Дикая кошка — армянская речь —
Мучит меня и царапает ухо.
Хоть на постели горбатой прилечь:
О, лихорадка, о, злая моруха!
Падают вниз с потолка светляки,
Ползают мухи по липкой простыне,
И маршируют повзводно полки
Птиц голенастых по желтой равнине.
Страшен чиновник — лицо как тюфяк,
Нету его ни жалчей, ни нелепей,
Командированный — мать твою так! —
Без подорожной в армянские степи.
Пропадом ты пропади, говорят,
Сгинь ты навек, чтоб ни слуху, ни духу, —
Старый повытчик, награбив деньжат,
Бывший гвардеец, замыв оплеуху.
Грянет ли в двери знакомое:— Ба!
Ты ли, дружище, — какая издевка!
Долго ль еще нам ходить по гроба,
Как по грибы деревенская девка?..
Были мы люди, а стали людьё
И суждено — по какому разряду?—
Нам роковое в груди колотье
Да эрзерумская кисть винограду.
2
И по-звериному воет людье,
И по-людски куролесит зверье.
Чудный чиновник без подорожной,
Командированный к тачке острожной,
Он Черномора пригубил питье
В кислой корчме на пути к Эрзеруму.
Как пишут Литвина и Успенский в очень интересной статье "Оборотная сторона золотого века: XIX столетие в стихотворении Мандельштама «Дикая кошка — армянская речь…»", второй отрывок отпочковался от основного стихотворения.
Общеизвестно, что второй отрывок насыщен пушкинскими мотивами.

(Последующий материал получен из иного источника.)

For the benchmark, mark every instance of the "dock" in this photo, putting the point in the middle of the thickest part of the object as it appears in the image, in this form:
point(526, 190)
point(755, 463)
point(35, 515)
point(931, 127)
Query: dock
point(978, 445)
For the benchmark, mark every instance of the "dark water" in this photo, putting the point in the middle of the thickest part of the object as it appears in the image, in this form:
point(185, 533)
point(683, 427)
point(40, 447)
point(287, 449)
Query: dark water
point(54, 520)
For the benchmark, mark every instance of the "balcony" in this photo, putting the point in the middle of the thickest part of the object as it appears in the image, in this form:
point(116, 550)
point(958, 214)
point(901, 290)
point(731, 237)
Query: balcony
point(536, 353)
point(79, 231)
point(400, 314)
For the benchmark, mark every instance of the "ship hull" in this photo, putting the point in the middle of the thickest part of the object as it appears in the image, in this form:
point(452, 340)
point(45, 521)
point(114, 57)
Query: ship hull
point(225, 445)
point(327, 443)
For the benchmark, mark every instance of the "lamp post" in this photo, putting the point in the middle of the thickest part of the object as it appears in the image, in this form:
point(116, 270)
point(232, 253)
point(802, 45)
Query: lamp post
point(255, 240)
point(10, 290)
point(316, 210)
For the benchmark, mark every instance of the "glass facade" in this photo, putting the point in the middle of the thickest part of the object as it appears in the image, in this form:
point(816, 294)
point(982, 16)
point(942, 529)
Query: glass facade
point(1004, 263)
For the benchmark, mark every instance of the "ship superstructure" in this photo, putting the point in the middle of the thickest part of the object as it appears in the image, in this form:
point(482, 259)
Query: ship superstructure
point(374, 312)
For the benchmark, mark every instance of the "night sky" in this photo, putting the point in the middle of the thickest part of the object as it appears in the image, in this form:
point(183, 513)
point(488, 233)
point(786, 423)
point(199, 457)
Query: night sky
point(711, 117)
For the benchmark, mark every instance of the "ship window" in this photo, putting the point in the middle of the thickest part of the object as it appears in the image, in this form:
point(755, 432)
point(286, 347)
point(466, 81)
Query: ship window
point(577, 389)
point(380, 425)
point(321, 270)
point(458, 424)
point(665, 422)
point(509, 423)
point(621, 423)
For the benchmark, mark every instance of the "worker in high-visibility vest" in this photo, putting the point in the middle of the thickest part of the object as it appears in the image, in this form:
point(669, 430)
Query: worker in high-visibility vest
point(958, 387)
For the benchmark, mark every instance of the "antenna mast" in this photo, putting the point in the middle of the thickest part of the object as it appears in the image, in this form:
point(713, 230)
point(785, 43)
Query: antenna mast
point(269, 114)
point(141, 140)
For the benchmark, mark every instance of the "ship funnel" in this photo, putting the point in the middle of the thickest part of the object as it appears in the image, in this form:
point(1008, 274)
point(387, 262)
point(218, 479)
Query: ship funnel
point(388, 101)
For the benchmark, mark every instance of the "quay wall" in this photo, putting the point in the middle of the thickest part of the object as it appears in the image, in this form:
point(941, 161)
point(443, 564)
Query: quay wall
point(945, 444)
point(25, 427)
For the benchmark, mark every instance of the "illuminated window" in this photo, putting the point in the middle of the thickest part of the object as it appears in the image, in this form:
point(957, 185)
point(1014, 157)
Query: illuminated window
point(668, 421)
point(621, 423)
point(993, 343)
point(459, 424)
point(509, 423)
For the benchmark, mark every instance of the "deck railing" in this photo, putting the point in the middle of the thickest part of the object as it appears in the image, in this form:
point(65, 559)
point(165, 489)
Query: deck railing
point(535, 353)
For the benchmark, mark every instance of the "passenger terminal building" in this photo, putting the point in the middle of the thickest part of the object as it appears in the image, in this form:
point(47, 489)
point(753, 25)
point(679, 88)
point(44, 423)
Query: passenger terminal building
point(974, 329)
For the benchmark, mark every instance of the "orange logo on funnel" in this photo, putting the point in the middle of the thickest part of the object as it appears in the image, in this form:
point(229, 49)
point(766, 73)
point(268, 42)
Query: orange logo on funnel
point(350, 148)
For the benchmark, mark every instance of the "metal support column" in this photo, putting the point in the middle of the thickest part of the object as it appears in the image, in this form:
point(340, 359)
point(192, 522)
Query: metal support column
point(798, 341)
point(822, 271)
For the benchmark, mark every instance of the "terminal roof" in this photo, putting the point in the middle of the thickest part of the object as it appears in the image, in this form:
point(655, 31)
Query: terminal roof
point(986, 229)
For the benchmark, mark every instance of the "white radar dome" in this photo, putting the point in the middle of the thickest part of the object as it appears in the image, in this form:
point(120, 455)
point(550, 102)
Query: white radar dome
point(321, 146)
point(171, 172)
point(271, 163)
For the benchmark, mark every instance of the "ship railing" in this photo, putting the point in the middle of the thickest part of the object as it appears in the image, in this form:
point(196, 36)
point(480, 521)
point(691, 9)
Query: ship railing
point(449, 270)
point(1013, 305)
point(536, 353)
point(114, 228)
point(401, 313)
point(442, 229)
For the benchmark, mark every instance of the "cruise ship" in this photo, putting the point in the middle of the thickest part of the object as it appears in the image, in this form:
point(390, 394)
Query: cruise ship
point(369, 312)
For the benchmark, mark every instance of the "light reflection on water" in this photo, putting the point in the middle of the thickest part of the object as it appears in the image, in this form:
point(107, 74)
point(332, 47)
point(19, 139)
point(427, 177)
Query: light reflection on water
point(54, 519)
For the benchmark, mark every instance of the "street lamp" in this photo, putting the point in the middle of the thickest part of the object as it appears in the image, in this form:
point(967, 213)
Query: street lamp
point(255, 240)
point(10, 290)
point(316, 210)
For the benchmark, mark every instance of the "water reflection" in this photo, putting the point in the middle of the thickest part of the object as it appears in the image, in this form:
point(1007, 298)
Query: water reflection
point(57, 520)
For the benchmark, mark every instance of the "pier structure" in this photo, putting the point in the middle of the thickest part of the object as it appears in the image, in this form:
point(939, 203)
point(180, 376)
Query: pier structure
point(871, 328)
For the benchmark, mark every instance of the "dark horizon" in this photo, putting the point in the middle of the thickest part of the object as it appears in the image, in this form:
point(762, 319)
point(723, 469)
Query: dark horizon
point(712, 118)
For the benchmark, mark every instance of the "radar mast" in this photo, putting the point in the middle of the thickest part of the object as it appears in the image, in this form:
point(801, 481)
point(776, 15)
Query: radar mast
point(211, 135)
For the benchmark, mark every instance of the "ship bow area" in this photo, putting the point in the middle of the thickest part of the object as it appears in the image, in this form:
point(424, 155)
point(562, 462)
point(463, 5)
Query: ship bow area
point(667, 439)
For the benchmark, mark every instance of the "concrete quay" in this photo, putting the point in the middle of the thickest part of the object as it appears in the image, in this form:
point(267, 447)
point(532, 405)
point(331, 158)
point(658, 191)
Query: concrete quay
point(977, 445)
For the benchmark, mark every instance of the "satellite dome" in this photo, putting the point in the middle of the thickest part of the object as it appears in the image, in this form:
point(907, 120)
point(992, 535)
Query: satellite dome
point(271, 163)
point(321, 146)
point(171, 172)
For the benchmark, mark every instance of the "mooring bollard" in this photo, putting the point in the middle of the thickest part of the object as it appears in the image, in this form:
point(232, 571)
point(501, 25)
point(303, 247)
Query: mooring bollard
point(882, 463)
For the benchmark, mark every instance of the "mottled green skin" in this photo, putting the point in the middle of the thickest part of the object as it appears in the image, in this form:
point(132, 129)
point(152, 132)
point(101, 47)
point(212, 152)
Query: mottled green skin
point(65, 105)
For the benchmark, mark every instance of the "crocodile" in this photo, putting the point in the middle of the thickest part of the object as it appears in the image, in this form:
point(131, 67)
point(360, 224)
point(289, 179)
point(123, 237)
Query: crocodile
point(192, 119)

Считается общепринятым, что "чудный чиновник без подорожной" - это Пушкин. Настоящий Пушкин, конечно, ехал с подорожной, но без разрешения начальства и не по его приказу. Вересаев пишет:
Не спрашивая разрешения властей, 5 марта 1829 года Пушкин берет из Петербурга подорожную в Тифлис.
Не только подорожная была выписана, но и сам Паскевич был предуведомлен об ожидаемом приезде Пушкина и необходимости по его прибытии в Грузию организовать за ним надлежащий тайный надзор.
Пушкин и сам упоминает эту подорожную в "Путешествии в Арзрум":
Городничий не знал, как меня принять, и посматривал на меня с недоумением. Видя, что он не торопится исполнить мои просьбы, я стал перед ним раздеваться, прося извинения de la liberté grande. К счастию, нашел я в кармане подорожную, доказывавшую, что я мирный путешественник, а не Ринальдо-Ринальдини.
Видимо, эта сцена и отразилась у Мандельштама. "Чиновник без подорожной" в таком случае означает "непонятный для служивых людей человек".
Помимо Черномора и Эрзурума, пушкинские мотивы усилены в черновой строчке
Там, где везли на арбе Грибоеда
Но в окончательной редакции почти никаких пушкинских мотивов не осталось, кроме упоминания "эрзурумского винограда". Как пишут Литвина и Успенский, "В сущности , все , что остается от Пушкина в этих стихах , – это эрзерумский виноград , со всей очевидностью символизирующий поэзию”.
Таким образом, если во втором отрывке чиновник без подорожной "чудный", то в стихотворении он страшен, жалок, нелеп и безлик. На Пушкина он нисколько не похож. Но он поэт - проговорен к "эрзерумскому винограду".
Литвина и Успенский очень убедительно демонстрируют, что персонажи ХIХ в., желающие непонятному чиновнику сгинуть:
Старый повытчик, награбив деньжат,
Бывший гвардеец, замыв оплеуху.
- оба пришли из "Мертвых душ".
Обратим внимание на дальнейшие строчки:
Долго ль еще нам ходить по гроба,
Как по грибы деревенская девка?..
Многие комментаторы совершенно резонно говорят, что эти строчки напоминают о гробе Грибоедова. Тем более, что выкинутая строчка про Грибоеда там поблизости и была. Но как особенно ходит по грибы деревенская девка? В отличие от помещиков или городских дачников, она ходит по грибы для пропитания. Значит, тот, кто ходит по гроба, тоже ходит для пропитания?
А кто ходит для пропитания по гроба и встречает героев "Мертвых душ"? Разумеется, Чичиков! Его можно назвать и жалким, и безликим, и нелепым. Но разве Чичиков - поэт?
Нет, поэт - это Мандельштам, едущий пушкинской дорогой, как и Пушкин и Чичиков - без одобрения начальства, и ощущающий себя Чичиковым, самозванцем, незаконно сбежавшим из Москвы 1930 г. в ХIХ в.